Hi
I have a dataset1 where columns are basically managers' names attached to various dates. This is my master/main dataset. The other dataset2 has a gender column of these managers, so one column is names of these managers and parallel column is the gender (converted in numeric i.e. 0 and 1).
I want to create a "New_dataset" which should be similar to Dataset1, but the names (character variable) must be replaced with the gender variable from Dataset2. Please see a sample below:
Data Dataset1;
infile datalines
dlm=","
missover
DSD;
input ID : $10.
Date_Month : mmddyy10.
Manager1 : $60.
Manager2 : $60.
Manager3 : $60. ;
format Date_Month mmddyy10. ;
datalines;
AB00046,06-30-2016,Ronald Baron,Bill F. Baron,
AB00046,07-31-2016,Ronald Baron,Bill F. Baron,
AB00046,08-31-2016,Ronald Baron,Bill F. Baron,
AB00046,09-30-2016,Ronald Baron,Bill F. Baron,
AB00046,10-31-2016,Ronald Baron,Bill F. Baron,Tim S.
AB00046,11-30-2016,Ronald Baron,Bill F. Baron,Tim S.
AB00046,12-31-2016,Ronald Baron,Bill F. Baron,Tim S.
AB00046,01-31-2017,Ronald Baron,Bill F. Baron,Tim S.
AB00046,02-28-2017,Ronald Baron,Bill F. Baron,Tim S.
AB00046,03-31-2017,Ronald Baron,Bill F. Baron,Tim S.
AB00046,04-30-2017,Ronald Baron,Bill F. Baron,Tim S.
AB00046,05-31-2017,Ronald Baron,Bill F. Baron,Tim S.
AB00046,06-30-2017,Ronald Baron,Bill F. Baron,Tim S.

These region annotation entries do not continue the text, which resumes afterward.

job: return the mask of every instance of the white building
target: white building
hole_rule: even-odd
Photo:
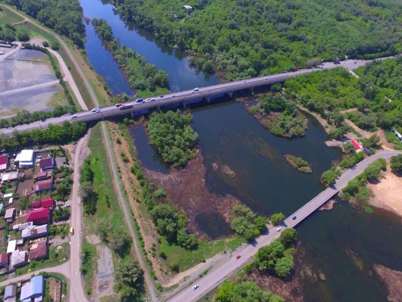
[[[33,165],[33,150],[23,150],[17,154],[15,161],[20,162],[20,167],[24,168]]]

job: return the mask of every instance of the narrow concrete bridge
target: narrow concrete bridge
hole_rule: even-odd
[[[377,60],[383,60],[386,58],[380,58]],[[293,72],[270,74],[205,87],[200,87],[197,91],[189,89],[162,95],[158,95],[154,97],[150,97],[149,99],[144,99],[145,101],[143,103],[136,103],[134,100],[127,102],[123,104],[123,105],[129,103],[132,104],[133,106],[130,108],[123,109],[116,107],[114,105],[110,105],[100,108],[100,111],[98,113],[92,112],[91,110],[86,110],[76,113],[75,114],[76,117],[73,118],[73,116],[70,115],[62,116],[58,118],[49,118],[44,122],[38,121],[29,124],[20,125],[12,128],[3,128],[0,130],[0,131],[6,135],[9,135],[14,129],[16,129],[19,132],[23,132],[33,129],[45,129],[47,127],[47,124],[60,124],[65,120],[68,120],[70,123],[76,122],[90,122],[124,114],[130,113],[132,115],[135,112],[141,113],[142,111],[146,112],[146,110],[153,108],[160,110],[162,106],[166,105],[181,103],[183,106],[185,106],[188,103],[196,101],[197,99],[201,100],[205,99],[209,101],[211,96],[214,95],[226,93],[232,97],[234,91],[243,89],[249,89],[252,91],[256,87],[283,82],[288,79],[295,77],[299,74],[320,70],[320,69],[329,69],[342,66],[352,69],[355,67],[363,66],[370,62],[371,62],[371,60],[351,60],[343,62],[338,64],[327,62],[324,63],[320,68],[302,69]],[[151,100],[154,98],[155,99],[155,101]]]

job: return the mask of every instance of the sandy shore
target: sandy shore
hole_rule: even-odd
[[[387,161],[387,171],[384,174],[384,178],[377,184],[367,185],[375,195],[370,199],[370,203],[402,216],[402,177],[391,171],[389,160]]]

AB00046,07-31-2017,Ronald Baron,Bill F. Baron,
AB00046,08-31-2017,Ronald Baron,Bill F. Baron,
AB00050,04-30-2016,
AB00050,05-31-2016,
AB00050,06-30-2016,Sharon
AB00050,07-31-2016,Sharon,Tim S.
AB00050,08-31-2016,Sharon,Tim S.
AB00050,09-30-2016,Sharon,Tim S.
; run;
Data Dataset2;
infile datalines
dlm=","
missover
DSD;
input ID : $10.
Name_Manager : $60.
Gender ;
datalines;
AB00046,Ronald Baron,0
AB00046,Bill F. Baron,0
AB00046,Tim S.,0
AB00050,Sharon,1
AB00050,Tim S.,0
;
run;
Data Dataset_Want;
infile datalines
dlm=","
missover
DSD;
input ID : $10.
Date_Month : mmddyy10.
Manager1
Manager2
Manager3 ;
format Date_Month mmddyy10. ;
datalines;
AB00046,06-30-2016,0,0,
AB00046,07-31-2016,0,0,
AB00046,08-31-2016,0,0,
AB00046,09-30-2016,0,0,
AB00046,10-31-2016,0,0,0
AB00046,11-30-2016,0,0,0
AB00046,12-31-2016,0,0,0
AB00046,01-31-2017,0,0,0
AB00046,02-28-2017,0,0,0
AB00046,03-31-2017,0,0,0
AB00046,04-30-2017,0,0,0
AB00046,05-31-2017,0,0,0
AB00046,06-30-2017,0,0,0
AB00046,07-31-2017,0,0,
AB00046,08-31-2017,0,0,
AB00050,04-30-2016,
AB00050,05-31-2016,
AB00050,06-30-2016,1
AB00050,07-31-2016,1,0
AB00050,08-31-2016,1,0
AB00050,09-30-2016,1,0
;
run;
Please Guide me in this regard. Thanks.
Here a hash approach which also looks for a matching ID column and not only names.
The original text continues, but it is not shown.